Amaliya, suite

Tout près de mes yeux mi-clos, mon cheval, attentif, patientait avec une certaine tendresse, me figurais-je ; il piétinait des sabots dans une odeur de crottin, de crin et de sueur flottant   au dessus de mon corps allongé.  Il y eut un hennissement murmuré, le tamponnement frêle du crâne de ma jument sur le mien – si douloureux, si fragile, le mien, envahi d’images pénibles, que je ne savais  plus s’il avait encore une paroi… J’entendis la voix câline d’Anne ; puis, celle, aussi, de cette inconnue, qui ne pouvait pas survenir, qui ne surviendrait pas, qui n’existerait jamais sauf dans cet instant d’illusion éphémère  où rien n’était vrai et tout était possible.

 

Je sombrais dans la blancheur du soir bruineux. Ma jument Amaliya veillait sur moi sans broncher, sans même mâchouiller cette orge sauvage dont elle était friande. Amaliya, tendresse d’espoir, m’avait-on traduit à peu près. Ce soir, au fond  du  brouillard  envahissant mon corps las, dans  mon jodhpur boueux, j’avais les narines et les pupilles au ras  d’un recoin de mare où flottaient des lunes d’eau ; immobilisé pour l’éternité,  je n’y croyais guère, à ce retour d’espoir dont je chevauchais pourtant depuis des mois  l’aimable symbole.

 

Je n’y croyais pas, et j’y croyais absolument, comme on avale une bouffée salvatrice. Toutes ces nébuleuses hérissées de noir où je tâtonnais en aveugle depuis si longtemps ne pouvaient pas vaincre définitivement. Il y avait le cadavre d’Anne dans sa tombe angélique, mais  Il y avait  aussi Amaliya, sur laquelle j’avais  reporté, comme sur un mythe, comme sur une magicienne, ce qui me restait d’instinct de vivre ; oui,  il y avait  encore en moi le fluet  tic-tac  de l’espoir.

Je rêvais, je voguais… La lune embrassait gentiment mon visage dont les lèvres, je le sentais, recevaient, de la fraîche nuée pâle, le goût du mimosa et du  poivrier.
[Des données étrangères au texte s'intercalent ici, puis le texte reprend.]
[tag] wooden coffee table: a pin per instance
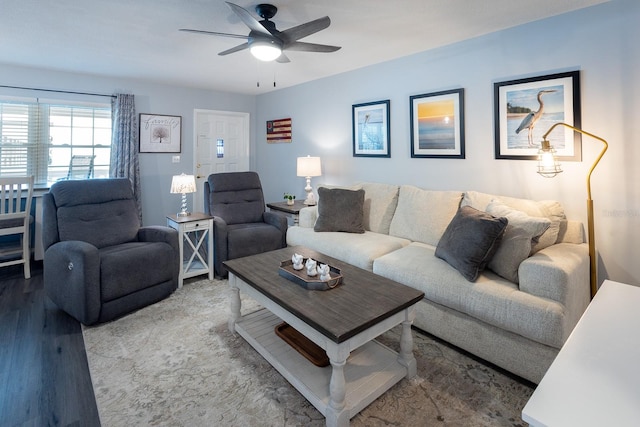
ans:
(343, 321)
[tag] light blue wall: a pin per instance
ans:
(156, 169)
(600, 41)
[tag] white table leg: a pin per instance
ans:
(405, 357)
(235, 303)
(337, 415)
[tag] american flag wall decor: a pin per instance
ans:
(278, 131)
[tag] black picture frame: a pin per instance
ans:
(437, 124)
(160, 133)
(515, 100)
(371, 123)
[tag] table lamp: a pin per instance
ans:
(549, 167)
(308, 167)
(183, 184)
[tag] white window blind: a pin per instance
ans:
(39, 138)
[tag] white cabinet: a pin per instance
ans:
(196, 232)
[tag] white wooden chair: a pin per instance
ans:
(15, 218)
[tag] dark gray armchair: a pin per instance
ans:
(241, 225)
(99, 264)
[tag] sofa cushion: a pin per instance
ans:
(423, 215)
(522, 232)
(356, 249)
(490, 298)
(380, 201)
(470, 241)
(545, 208)
(340, 210)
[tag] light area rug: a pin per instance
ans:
(175, 363)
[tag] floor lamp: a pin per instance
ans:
(549, 167)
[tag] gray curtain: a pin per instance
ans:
(124, 144)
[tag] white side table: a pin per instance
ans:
(594, 380)
(196, 230)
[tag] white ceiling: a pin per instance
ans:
(140, 38)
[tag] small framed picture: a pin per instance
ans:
(525, 109)
(371, 129)
(437, 124)
(160, 133)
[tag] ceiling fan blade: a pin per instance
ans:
(238, 48)
(303, 30)
(282, 59)
(248, 19)
(213, 33)
(311, 47)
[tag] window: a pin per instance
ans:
(40, 138)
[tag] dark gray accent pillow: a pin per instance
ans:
(470, 240)
(340, 210)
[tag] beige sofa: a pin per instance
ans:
(519, 326)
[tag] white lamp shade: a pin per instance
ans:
(183, 184)
(309, 166)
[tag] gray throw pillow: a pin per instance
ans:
(520, 236)
(470, 240)
(340, 210)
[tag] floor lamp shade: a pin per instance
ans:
(308, 167)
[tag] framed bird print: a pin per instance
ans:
(525, 109)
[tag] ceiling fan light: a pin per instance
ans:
(265, 51)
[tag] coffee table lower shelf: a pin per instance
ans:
(370, 369)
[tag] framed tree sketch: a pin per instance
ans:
(371, 129)
(160, 133)
(525, 109)
(437, 124)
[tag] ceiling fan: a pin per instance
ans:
(267, 43)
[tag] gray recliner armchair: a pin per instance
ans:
(99, 263)
(241, 224)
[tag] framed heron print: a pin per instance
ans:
(371, 129)
(525, 109)
(437, 124)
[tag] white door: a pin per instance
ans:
(221, 144)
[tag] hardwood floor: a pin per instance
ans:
(44, 375)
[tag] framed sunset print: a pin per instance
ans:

 Amaliya portait mes espérances vaporeuses au long des chemins d’où montait une lumière phosphorescente inversant les images nocturnes ; j’allais dans un paysage  étrange et silencieux ; ma cavale m’emmenait au trot, percevant dans ses flancs qu’effleuraient à peine mes mollets bottés, le moindre de mes tourments et de mes désirs, répondant à mes respirations attristées comme si elle écoutait, de ses fines oreilles pointées en arrière, ces vers inconnus : Ô Aimée ! Comment tracer ton portrait ? L’astre argenté des nuits a moins d’éclat, a moins de douceur, a moins de pureté que toi.

 

Allongé sur le sable de la berge près des nymphéas, la bouche brunie d’une boue délicieuse, je me voyais couché près des roseaux veillé par mon cheval, et tout à la fois cavalant en centaure fondu dans Amaliya, de cette allure triomphante menant aux matins glorieux ;  l’effort fictif   cessait avec un frémissement de pure satisfaction  devant le  mausolée chaulé où je m’étais tant de fois arrêté en plein jour.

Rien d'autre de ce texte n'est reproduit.